Of the 650 possible bigrams, 114 didn't appear in my list. About a third of those contain a q. That's hardly surprising given that q is almost always followed by a u, (it can be followed by i in fakir as mentioned above, but that's it). The only missing bigrams that contained a vowel were qa, qe and qo, meaning that vowels can go before or after any other letter in English.

LetterNever beforeNever afterCount
q a, b, c, d, e, f, g, h, j, k, l, m, n, o, p, q, r, s, t, v, w, x, y, z b, f, g, j, k, p, q, t, v, w, y, z 35
j b, c, d, f, g, h, k, l, m, p, q, r, s, t, v, w, x, y, z c, q, v, w, x, z 25
x d, j, k, r, x, z b, c, d, f, g, h, j, k, l, m, p, q, r, s, t, v, w, x, z 24
v b, c, f, g, h, j, l, m, n, p, q, t, w, x, z c, f, g, h, j, p, q, w 23
z f, h, j, k, p, q, v, x d, f, g, j, k, n, q, r, t, x 18

I was quite surprised that j was the second most common letter, but I suppose it doesn't play well with most consonants, as you can see by it taking the top spot in the least common bigrams.

Markov chain generator

By grouping bigrams into those that all start with the same letter and then normalising, so the count for all those in one group sum to one, I got the probability for a letter appearing in a word, given the previous letter. I also expanded the bigrams to include a character representing the start and end of the word, so I know which letters are likely to start and end a word.

Now I can use these probabilities to generate English-like words with a Markov chain.

Note that often "words" end up being a single letter or cluster of letters. This is because Markov chains have no concept of where they are in the chain, so it might think that lots of words start with t, but also lots of words end in t, and so t could be a word. I will improve how this works later.

Disproportionate bigrams

Since I had a list of normalised probabilities, I took a look at which letter combinations follow a given letter with disproportionate frequency.

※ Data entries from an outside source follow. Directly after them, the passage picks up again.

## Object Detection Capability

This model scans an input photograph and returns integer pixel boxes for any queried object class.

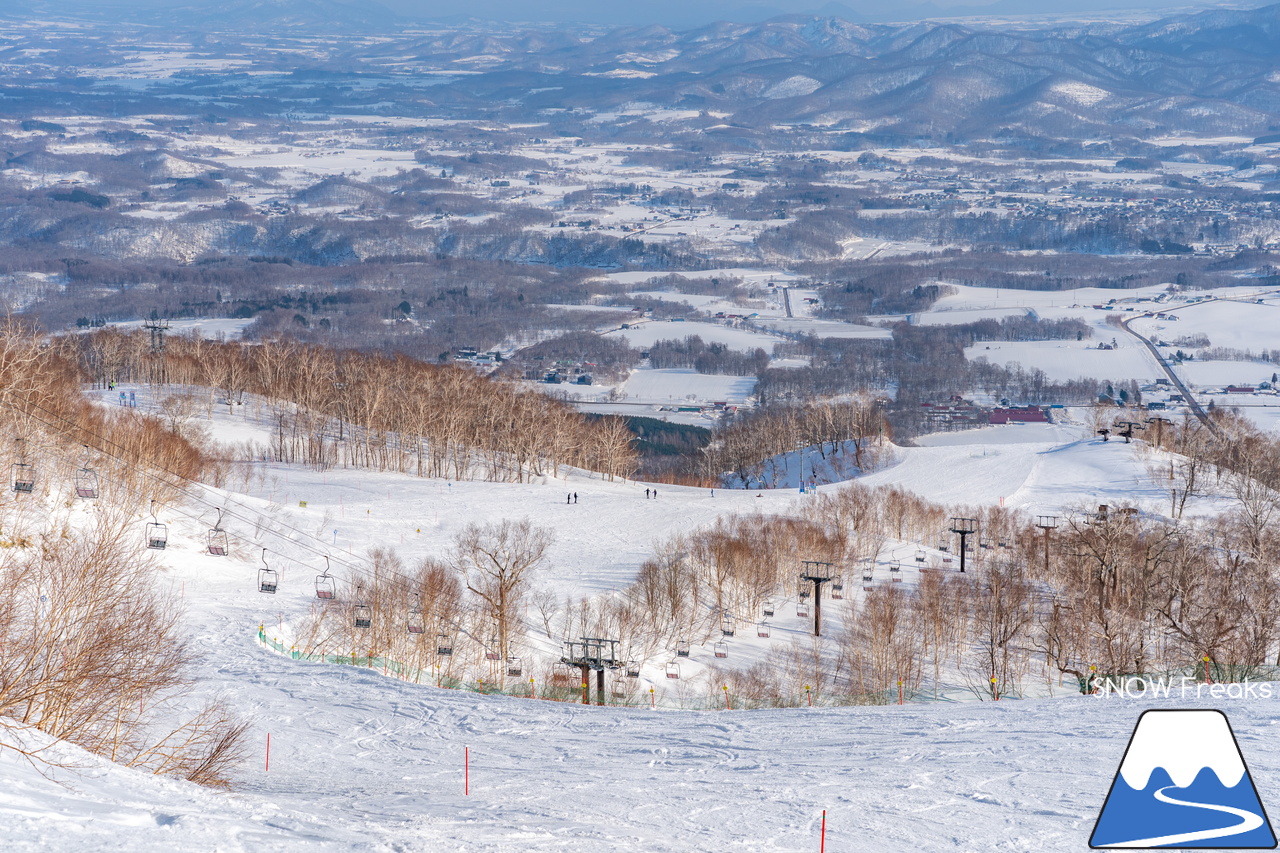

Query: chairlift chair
[316,557,338,601]
[147,498,169,551]
[209,510,230,557]
[351,584,374,628]
[257,548,280,596]
[76,467,97,500]
[13,462,36,494]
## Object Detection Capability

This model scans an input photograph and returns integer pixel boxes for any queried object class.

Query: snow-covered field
[0,394,1280,853]
[15,386,1280,853]
[609,320,783,352]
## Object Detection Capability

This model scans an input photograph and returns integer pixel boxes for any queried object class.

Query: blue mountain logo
[1089,711,1276,850]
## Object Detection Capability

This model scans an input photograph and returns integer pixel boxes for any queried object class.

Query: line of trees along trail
[71,330,636,483]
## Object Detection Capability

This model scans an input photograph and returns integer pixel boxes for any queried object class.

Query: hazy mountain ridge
[345,6,1280,136]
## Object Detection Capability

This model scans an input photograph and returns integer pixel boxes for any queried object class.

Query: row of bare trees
[70,330,636,483]
[0,319,248,788]
[296,519,552,681]
[705,396,884,484]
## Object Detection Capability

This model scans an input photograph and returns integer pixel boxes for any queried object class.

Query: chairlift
[76,465,97,500]
[316,557,338,601]
[257,548,280,596]
[13,438,36,493]
[13,462,36,494]
[351,584,374,628]
[147,498,169,551]
[404,593,426,634]
[209,510,230,557]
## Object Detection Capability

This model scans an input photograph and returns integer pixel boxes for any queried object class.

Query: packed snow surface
[0,389,1280,853]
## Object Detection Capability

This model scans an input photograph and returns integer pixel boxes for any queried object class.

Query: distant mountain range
[9,0,1280,140]
[373,5,1280,138]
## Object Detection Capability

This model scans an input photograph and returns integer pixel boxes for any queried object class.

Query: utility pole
[800,560,833,637]
[951,519,978,573]
[561,637,621,704]
[1036,515,1057,578]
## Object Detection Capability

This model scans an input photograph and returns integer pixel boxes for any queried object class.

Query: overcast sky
[47,0,1239,27]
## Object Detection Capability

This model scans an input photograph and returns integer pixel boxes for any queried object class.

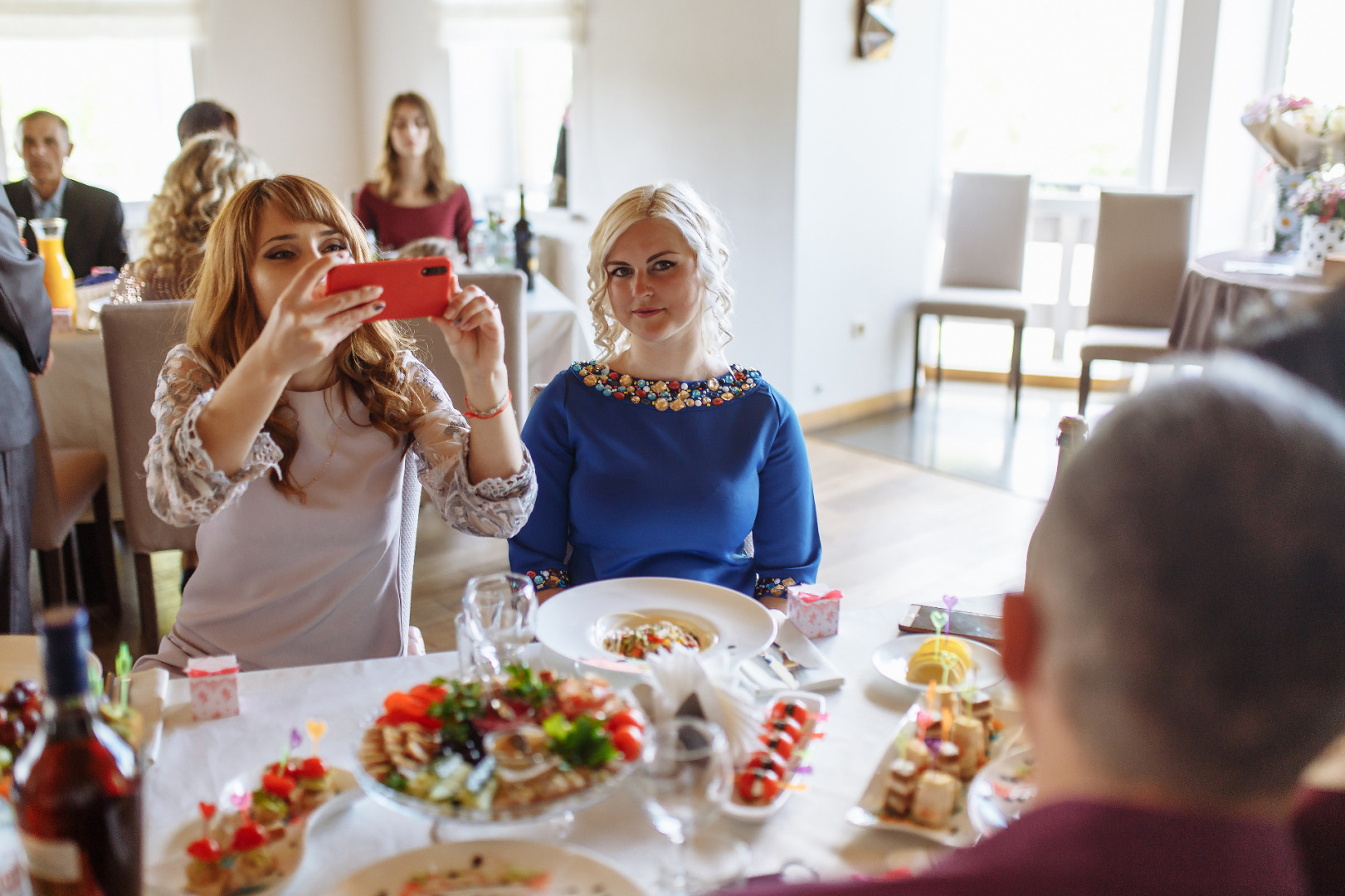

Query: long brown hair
[374,91,457,202]
[187,175,425,496]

It should come as no surprise that qu is at the top, making up a whopping 99.99896% of bigrams beginning with q (the remaining percent consist of a few cases of fakir).

When I ran the analysis with a less stringent definition of word, which allowed proper nouns like Iraq and Tareq, plus words like qi and the letter Q by itself to indicate a question, the percentage dropped to 92%.

0 20 40 60 80 qu ve ze he ju ke jo th be in Frequency (%) Bigrams

Some of the other bigrams make sense, like ve and ze, which are uncommon letters in common word endings. I was a bit surprised by ju and jo, but this follow from the fact that not many letters follow j.


  • Calculate disproportionate bigrams by difference from predicted frequency (chi-squared?)
  • Merge bigrams and make new Markov chain generator
  • Image and image generator showing probability for each letter given a letter.